Progressive infrastructure was key to these victories. PCCC members made over 10,000 small-dollar donations to Honda, Watson Coleman, and Murphy—and made thousands of calls for their campaigns. These candidates also attended the PCCC’s national candidate trainings in Washington, received advice and site visits from the PCCC electoral team, and joined PCCC members for local and national media events on economic populism issues.
On the same night as these progressive primary victories, Democrats nominated populist Iowa Rep. Bruce Braley for the state's U.S. Senate seat, and populist Rick Weiland became the Senate nominee in South Dakota. PCCC members have already made more than 6,000 small-dollar donations to their campaigns. MoveOn, Democracy For America, Elizabeth Warren, and other national progressives are also targeting these races.
Some will say that the party is shooting itself in the foot by nominating “Elizabeth Warren wing” Democrats in key areas. Hardly.
Public Policy Polling surveyed voters in red, purple, and blue states—and on pretty much every economic issue of our time, voters overwhelmingly agree with the progressive position.
Voters in Iowa—whose party caucuses comprise the first nomination contest of the presidential campaign season—support expanding Social Security benefits by more than 2 to 1. The same is true in the red state of Kentucky. In Colorado and Texas, it’s 3 to 1.

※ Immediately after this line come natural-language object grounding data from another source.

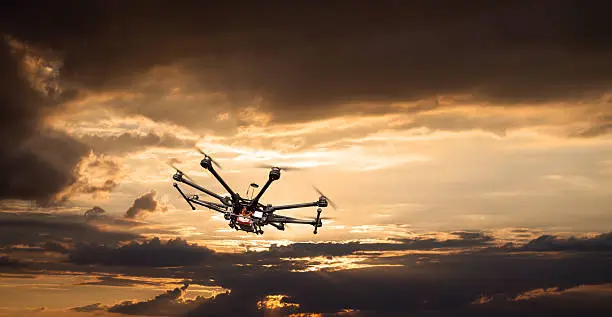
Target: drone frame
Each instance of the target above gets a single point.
(232, 206)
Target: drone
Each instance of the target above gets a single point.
(248, 214)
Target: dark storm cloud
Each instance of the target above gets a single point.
(153, 253)
(131, 142)
(47, 231)
(302, 59)
(94, 212)
(602, 242)
(145, 203)
(170, 303)
(37, 163)
(446, 284)
(305, 249)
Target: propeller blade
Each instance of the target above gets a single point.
(210, 157)
(284, 168)
(178, 170)
(326, 197)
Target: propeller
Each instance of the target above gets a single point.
(171, 164)
(210, 157)
(284, 168)
(326, 197)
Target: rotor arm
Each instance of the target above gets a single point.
(280, 220)
(206, 164)
(293, 206)
(200, 188)
(255, 201)
(209, 205)
(185, 197)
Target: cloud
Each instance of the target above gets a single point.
(33, 151)
(145, 203)
(131, 142)
(437, 282)
(296, 65)
(153, 253)
(52, 231)
(94, 212)
(551, 243)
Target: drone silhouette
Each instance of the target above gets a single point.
(248, 214)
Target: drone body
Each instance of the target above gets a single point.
(247, 214)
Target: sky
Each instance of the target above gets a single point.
(468, 147)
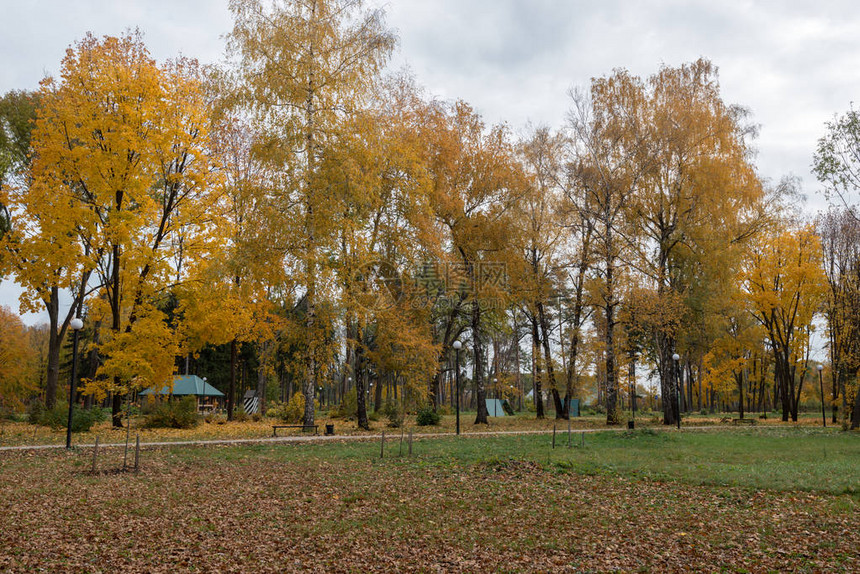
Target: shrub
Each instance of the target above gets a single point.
(391, 411)
(427, 417)
(178, 414)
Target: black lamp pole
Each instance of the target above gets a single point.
(821, 384)
(676, 357)
(76, 324)
(457, 346)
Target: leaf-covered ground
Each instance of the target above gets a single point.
(330, 508)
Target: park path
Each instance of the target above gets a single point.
(323, 438)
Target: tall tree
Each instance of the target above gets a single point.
(607, 132)
(306, 65)
(836, 163)
(698, 185)
(42, 253)
(123, 144)
(474, 181)
(784, 283)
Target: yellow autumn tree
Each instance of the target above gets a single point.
(305, 67)
(16, 357)
(123, 145)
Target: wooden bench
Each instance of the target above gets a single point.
(305, 428)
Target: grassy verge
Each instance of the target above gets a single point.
(641, 502)
(21, 433)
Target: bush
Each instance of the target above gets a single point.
(391, 411)
(178, 414)
(58, 417)
(427, 417)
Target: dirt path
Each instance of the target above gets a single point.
(324, 438)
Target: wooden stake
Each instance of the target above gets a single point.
(95, 454)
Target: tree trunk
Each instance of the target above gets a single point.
(855, 413)
(478, 372)
(360, 390)
(536, 370)
(740, 382)
(550, 370)
(231, 386)
(377, 396)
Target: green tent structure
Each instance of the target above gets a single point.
(208, 397)
(499, 408)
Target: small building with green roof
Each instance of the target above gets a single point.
(208, 397)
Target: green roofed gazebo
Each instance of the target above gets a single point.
(208, 397)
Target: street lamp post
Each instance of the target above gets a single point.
(676, 357)
(632, 403)
(76, 324)
(821, 384)
(457, 346)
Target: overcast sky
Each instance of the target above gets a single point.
(794, 64)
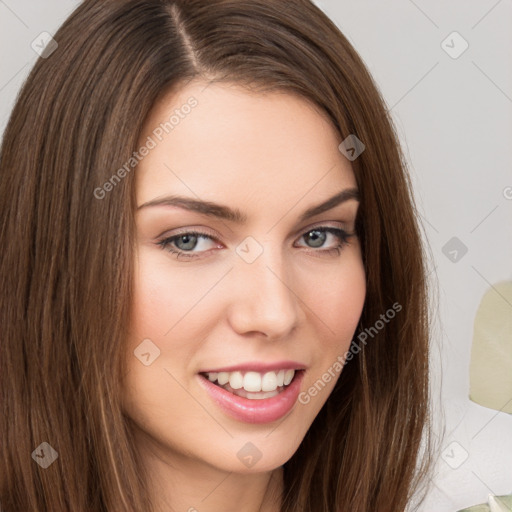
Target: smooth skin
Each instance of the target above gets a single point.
(271, 156)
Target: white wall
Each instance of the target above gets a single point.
(454, 118)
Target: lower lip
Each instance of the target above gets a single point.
(264, 410)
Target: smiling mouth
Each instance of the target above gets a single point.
(253, 385)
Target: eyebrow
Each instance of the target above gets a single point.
(236, 216)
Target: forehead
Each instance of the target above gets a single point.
(222, 141)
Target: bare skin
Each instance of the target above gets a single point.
(272, 156)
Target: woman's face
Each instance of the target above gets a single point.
(264, 294)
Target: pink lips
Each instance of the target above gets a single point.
(264, 410)
(258, 367)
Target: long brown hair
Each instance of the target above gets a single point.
(66, 264)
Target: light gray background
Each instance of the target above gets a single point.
(454, 120)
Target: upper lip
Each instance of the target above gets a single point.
(258, 366)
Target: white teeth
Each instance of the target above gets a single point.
(253, 382)
(269, 381)
(223, 378)
(236, 380)
(288, 376)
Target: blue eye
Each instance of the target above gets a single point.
(183, 244)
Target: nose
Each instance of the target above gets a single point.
(264, 300)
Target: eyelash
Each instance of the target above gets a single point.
(342, 235)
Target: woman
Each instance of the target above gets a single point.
(215, 292)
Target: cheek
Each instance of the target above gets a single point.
(340, 299)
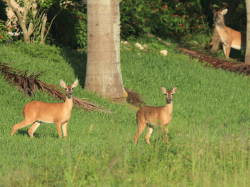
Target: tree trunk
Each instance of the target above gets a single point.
(103, 74)
(247, 55)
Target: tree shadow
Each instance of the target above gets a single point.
(78, 61)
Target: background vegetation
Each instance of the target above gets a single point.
(209, 135)
(181, 20)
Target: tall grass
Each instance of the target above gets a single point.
(209, 135)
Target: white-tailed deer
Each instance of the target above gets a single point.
(36, 112)
(152, 116)
(229, 38)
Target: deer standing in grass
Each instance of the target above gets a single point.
(229, 38)
(36, 112)
(152, 116)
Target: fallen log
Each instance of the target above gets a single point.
(239, 67)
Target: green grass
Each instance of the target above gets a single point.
(209, 134)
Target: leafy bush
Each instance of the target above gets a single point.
(3, 32)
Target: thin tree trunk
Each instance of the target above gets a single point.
(103, 74)
(247, 55)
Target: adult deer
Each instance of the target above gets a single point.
(152, 116)
(229, 37)
(36, 112)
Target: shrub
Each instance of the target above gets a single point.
(3, 32)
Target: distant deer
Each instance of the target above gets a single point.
(229, 38)
(152, 116)
(36, 112)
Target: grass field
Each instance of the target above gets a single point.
(209, 135)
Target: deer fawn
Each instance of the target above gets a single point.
(229, 38)
(152, 116)
(36, 112)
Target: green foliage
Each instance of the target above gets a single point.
(3, 32)
(209, 134)
(164, 18)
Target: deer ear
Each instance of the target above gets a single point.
(163, 90)
(63, 84)
(75, 84)
(224, 11)
(174, 90)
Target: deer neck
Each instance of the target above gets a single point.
(169, 106)
(220, 23)
(69, 102)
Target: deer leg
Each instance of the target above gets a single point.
(59, 129)
(227, 49)
(33, 128)
(140, 127)
(64, 128)
(148, 135)
(20, 125)
(165, 134)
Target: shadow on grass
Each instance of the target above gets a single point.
(78, 61)
(22, 132)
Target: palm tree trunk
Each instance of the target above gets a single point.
(103, 75)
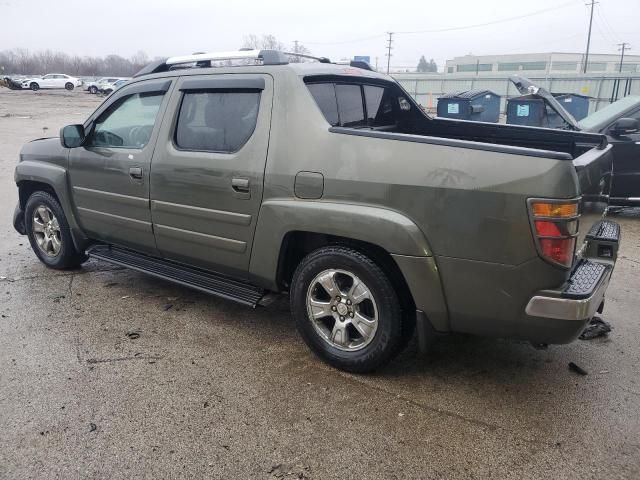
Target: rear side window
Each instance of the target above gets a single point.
(325, 96)
(350, 106)
(217, 121)
(355, 105)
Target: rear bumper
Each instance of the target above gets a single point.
(571, 309)
(563, 313)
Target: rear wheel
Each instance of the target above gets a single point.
(346, 309)
(48, 232)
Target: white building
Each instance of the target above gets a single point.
(541, 63)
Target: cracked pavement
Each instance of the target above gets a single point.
(107, 373)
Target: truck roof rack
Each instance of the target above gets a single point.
(205, 59)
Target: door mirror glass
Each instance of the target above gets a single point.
(72, 136)
(625, 126)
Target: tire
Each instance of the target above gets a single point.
(336, 335)
(58, 251)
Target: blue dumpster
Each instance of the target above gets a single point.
(577, 105)
(477, 105)
(527, 110)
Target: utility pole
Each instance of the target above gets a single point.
(389, 41)
(622, 47)
(586, 57)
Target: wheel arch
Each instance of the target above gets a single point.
(33, 176)
(289, 229)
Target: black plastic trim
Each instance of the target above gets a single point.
(198, 279)
(256, 83)
(489, 147)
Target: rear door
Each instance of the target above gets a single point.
(208, 170)
(109, 174)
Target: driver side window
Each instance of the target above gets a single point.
(128, 122)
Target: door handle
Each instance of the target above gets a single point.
(135, 172)
(240, 185)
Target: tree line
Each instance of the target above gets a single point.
(21, 61)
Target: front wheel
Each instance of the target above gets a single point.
(346, 309)
(48, 232)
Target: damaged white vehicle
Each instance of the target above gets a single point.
(52, 80)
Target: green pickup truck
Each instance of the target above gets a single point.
(244, 175)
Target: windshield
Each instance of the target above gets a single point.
(601, 117)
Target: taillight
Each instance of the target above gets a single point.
(555, 227)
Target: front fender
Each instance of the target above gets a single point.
(55, 176)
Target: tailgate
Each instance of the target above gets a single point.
(594, 169)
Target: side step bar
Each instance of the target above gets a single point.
(204, 281)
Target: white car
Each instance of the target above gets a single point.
(52, 80)
(94, 87)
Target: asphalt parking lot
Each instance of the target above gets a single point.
(107, 373)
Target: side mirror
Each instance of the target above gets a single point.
(625, 126)
(72, 136)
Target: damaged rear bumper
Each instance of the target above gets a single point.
(576, 307)
(564, 312)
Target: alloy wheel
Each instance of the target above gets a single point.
(46, 231)
(342, 309)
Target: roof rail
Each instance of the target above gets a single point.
(204, 59)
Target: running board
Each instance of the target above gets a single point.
(195, 278)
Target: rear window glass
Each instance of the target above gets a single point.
(216, 121)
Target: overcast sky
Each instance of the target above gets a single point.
(333, 28)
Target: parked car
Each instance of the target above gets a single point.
(94, 87)
(620, 122)
(330, 183)
(52, 80)
(11, 83)
(108, 88)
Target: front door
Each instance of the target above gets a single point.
(626, 164)
(208, 168)
(109, 174)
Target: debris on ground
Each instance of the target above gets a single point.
(133, 335)
(579, 370)
(596, 328)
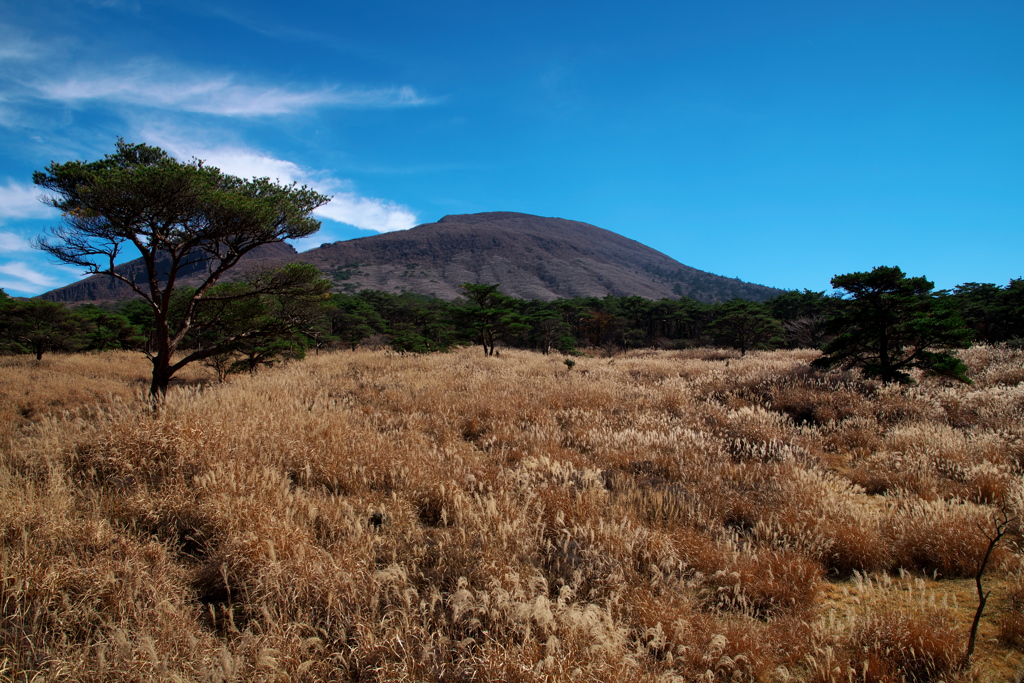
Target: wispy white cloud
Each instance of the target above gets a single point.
(152, 84)
(28, 275)
(346, 206)
(22, 201)
(15, 46)
(9, 242)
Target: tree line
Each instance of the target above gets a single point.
(187, 215)
(295, 314)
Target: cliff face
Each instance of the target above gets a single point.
(530, 257)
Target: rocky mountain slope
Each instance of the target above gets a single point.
(530, 257)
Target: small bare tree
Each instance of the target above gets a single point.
(1001, 523)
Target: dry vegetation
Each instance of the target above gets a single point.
(367, 516)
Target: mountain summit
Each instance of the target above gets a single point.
(531, 257)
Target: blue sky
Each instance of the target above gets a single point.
(781, 142)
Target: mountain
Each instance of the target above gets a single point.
(530, 257)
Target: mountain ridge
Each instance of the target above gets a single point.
(530, 257)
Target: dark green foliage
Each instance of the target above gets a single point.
(105, 330)
(745, 325)
(259, 321)
(174, 214)
(491, 314)
(995, 313)
(889, 324)
(39, 327)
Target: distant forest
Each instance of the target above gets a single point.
(412, 323)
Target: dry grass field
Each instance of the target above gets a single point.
(368, 516)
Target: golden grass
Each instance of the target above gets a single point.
(369, 516)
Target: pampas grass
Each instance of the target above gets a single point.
(648, 516)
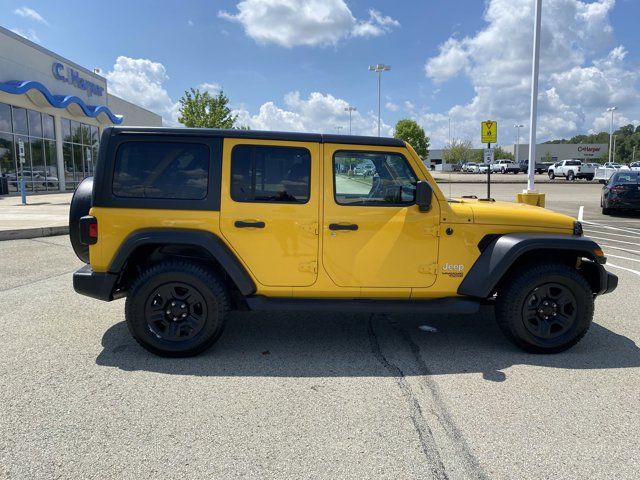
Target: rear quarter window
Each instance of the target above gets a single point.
(161, 170)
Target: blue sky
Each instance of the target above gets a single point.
(294, 64)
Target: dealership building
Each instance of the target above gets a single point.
(52, 112)
(545, 152)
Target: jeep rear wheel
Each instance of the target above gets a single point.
(176, 309)
(545, 308)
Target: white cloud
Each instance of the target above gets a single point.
(211, 87)
(140, 81)
(582, 71)
(290, 23)
(317, 113)
(31, 14)
(391, 106)
(29, 34)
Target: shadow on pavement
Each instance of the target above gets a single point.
(321, 345)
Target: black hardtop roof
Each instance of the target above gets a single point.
(262, 135)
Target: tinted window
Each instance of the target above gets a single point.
(622, 178)
(170, 170)
(270, 174)
(367, 178)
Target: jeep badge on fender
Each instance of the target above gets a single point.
(188, 224)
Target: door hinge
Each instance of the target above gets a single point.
(312, 228)
(309, 267)
(433, 231)
(429, 269)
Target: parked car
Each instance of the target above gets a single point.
(470, 167)
(571, 169)
(605, 172)
(213, 238)
(622, 192)
(540, 167)
(505, 166)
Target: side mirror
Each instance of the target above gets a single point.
(424, 192)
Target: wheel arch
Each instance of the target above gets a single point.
(505, 254)
(150, 245)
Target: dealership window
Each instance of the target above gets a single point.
(80, 151)
(35, 131)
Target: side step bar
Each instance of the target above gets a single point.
(459, 306)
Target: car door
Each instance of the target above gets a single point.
(373, 233)
(269, 208)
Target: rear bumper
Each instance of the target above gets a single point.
(94, 284)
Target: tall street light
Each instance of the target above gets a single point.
(350, 109)
(379, 68)
(517, 126)
(611, 109)
(533, 119)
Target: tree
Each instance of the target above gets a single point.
(412, 133)
(459, 151)
(201, 109)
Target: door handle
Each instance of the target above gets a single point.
(343, 226)
(246, 224)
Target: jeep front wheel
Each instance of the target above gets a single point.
(545, 308)
(176, 309)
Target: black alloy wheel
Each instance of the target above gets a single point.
(175, 311)
(177, 308)
(549, 310)
(544, 308)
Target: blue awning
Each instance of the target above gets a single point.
(16, 87)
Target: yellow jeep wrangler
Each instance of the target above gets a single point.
(191, 223)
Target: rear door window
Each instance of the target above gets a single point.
(162, 170)
(270, 174)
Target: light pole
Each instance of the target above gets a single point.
(350, 109)
(611, 109)
(534, 98)
(379, 68)
(518, 126)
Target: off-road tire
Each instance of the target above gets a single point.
(521, 286)
(212, 304)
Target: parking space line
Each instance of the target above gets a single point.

The Simpson-Bowles plan to cut Social Security benefits really is bipartisan—meaning that both Republican and Democratic voters hate it. In red, blue, and purple states, no more than 15 percent of voters favor this idea. Politicians who favor cutting Social Security are not “moderate” or “centrist”; they are on the fringe.
Also super-popular are these positions: holding Wall Street bankers accountable, taxing the rich, government investment in jobs, Elizabeth Warren’s plan to reduce student debt, and other economic populist ideas.
This week’s Progressive Super Tuesday victories demonstrate the type of success Democrats can see throughout 2014—and beyond—if they choose to embrace Elizabeth Warren’s bold economic populism.